Budgeted Online Selection of Candidate IoT Clients to Participate in
Federated Learning
- URL: http://arxiv.org/abs/2011.09849v1
- Date: Mon, 16 Nov 2020 06:32:31 GMT
- Title: Budgeted Online Selection of Candidate IoT Clients to Participate in
Federated Learning
- Authors: Ihab Mohammed, Shadha Tabatabai, Ala Al-Fuqaha, Faissal El Bouanani,
Junaid Qadir, Basheer Qolomany, Mohsen Guizani
- Abstract summary: Federated Learning (FL) is an architecture in which model parameters are exchanged instead of client data.
FL trains a global model by communicating with clients over communication rounds.

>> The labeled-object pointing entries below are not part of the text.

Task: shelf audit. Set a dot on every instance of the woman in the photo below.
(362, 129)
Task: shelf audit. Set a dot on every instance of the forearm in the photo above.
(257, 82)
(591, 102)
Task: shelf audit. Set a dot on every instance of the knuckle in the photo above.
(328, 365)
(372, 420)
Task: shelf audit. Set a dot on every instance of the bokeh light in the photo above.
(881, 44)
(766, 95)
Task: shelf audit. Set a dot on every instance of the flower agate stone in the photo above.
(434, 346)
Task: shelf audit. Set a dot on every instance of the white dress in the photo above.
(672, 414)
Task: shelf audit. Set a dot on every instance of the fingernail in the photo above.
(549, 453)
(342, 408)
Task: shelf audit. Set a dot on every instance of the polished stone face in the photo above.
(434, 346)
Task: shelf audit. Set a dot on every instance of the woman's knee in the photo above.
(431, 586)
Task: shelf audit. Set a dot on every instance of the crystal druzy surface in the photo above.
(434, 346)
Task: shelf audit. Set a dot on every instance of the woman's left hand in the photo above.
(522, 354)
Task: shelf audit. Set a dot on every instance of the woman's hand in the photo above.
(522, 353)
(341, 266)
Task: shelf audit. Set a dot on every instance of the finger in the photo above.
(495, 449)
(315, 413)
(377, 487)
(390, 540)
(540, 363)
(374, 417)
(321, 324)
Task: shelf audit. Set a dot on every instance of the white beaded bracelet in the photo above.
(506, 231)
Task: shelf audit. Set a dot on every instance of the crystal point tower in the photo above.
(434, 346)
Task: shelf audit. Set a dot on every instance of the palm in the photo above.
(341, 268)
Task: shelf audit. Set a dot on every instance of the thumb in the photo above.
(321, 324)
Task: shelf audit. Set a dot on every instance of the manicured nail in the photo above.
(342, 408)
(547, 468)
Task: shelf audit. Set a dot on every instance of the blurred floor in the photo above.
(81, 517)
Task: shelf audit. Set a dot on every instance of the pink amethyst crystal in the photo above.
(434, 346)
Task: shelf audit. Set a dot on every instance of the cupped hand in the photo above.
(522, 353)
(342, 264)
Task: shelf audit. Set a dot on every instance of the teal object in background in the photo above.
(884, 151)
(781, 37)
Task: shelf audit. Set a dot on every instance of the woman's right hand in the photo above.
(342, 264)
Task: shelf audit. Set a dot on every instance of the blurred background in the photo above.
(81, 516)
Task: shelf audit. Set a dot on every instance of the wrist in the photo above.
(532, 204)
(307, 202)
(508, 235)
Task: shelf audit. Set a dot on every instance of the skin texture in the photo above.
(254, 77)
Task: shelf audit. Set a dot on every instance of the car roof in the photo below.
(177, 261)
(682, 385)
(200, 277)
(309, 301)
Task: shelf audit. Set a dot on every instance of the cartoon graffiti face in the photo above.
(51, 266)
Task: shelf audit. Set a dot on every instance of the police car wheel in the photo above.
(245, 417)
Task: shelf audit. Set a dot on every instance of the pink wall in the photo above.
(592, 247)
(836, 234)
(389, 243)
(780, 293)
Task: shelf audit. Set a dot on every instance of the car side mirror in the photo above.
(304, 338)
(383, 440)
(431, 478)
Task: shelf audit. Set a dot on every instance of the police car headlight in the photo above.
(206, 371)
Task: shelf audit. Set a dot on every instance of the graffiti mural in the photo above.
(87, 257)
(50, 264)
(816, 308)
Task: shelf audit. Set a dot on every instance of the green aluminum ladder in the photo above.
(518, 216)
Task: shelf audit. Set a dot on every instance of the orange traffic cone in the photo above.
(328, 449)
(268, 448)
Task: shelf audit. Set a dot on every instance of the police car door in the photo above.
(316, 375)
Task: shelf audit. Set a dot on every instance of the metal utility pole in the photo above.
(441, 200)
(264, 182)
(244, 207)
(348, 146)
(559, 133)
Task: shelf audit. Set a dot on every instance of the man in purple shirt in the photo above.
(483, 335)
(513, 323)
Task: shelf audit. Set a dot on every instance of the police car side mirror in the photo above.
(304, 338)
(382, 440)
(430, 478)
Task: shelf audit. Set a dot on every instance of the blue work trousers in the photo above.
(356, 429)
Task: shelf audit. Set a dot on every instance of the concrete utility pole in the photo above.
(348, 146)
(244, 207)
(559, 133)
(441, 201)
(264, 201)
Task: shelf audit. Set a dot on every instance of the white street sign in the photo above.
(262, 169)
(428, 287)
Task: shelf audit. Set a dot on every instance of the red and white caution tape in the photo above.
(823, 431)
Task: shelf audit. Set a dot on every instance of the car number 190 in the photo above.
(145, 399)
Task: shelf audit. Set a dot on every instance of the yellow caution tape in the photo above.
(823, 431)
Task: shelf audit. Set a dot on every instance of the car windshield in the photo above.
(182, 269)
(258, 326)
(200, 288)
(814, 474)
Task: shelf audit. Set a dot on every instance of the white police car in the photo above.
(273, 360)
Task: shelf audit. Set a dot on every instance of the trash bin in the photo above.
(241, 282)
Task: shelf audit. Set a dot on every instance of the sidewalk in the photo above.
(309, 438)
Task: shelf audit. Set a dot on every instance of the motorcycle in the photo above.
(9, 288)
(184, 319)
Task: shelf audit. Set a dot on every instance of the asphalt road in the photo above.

We propose an online stateful FL to find the best candidate clients and an IoT client alarm application.
- Score: 33.742677763076
- License: http://arxiv.org/licenses/nonexclusive-distrib/1.0/
- Abstract: Machine Learning (ML), and Deep Learning (DL) in particular, play a vital
role in providing smart services to the industry. These techniques however
suffer from privacy and security concerns since data is collected from clients
and then stored and processed at a central location. Federated Learning (FL),
an architecture in which model parameters are exchanged instead of client data,
has been proposed as a solution to these concerns. Nevertheless, FL trains a
global model by communicating with clients over communication rounds, which
introduces more traffic on the network and increases the convergence time to
the target accuracy. In this work, we solve the problem of optimizing accuracy
in stateful FL with a budgeted number of candidate clients by selecting the
best candidate clients in terms of test accuracy to participate in the training
process. Next, we propose an online stateful FL heuristic to find the best
candidate clients. Additionally, we propose an IoT client alarm application
that utilizes the proposed heuristic in training a stateful FL global model
based on IoT device type classification to alert clients about unauthorized IoT
devices in their environment. To test the efficiency of the proposed online
heuristic, we conduct several experiments using a real dataset and compare the
results against state-of-the-art algorithms. Our results indicate that the
proposed heuristic outperforms the online random algorithm with up to 27% gain
in accuracy. Additionally, the performance of the proposed online heuristic is
comparable to the performance of the best offline algorithm.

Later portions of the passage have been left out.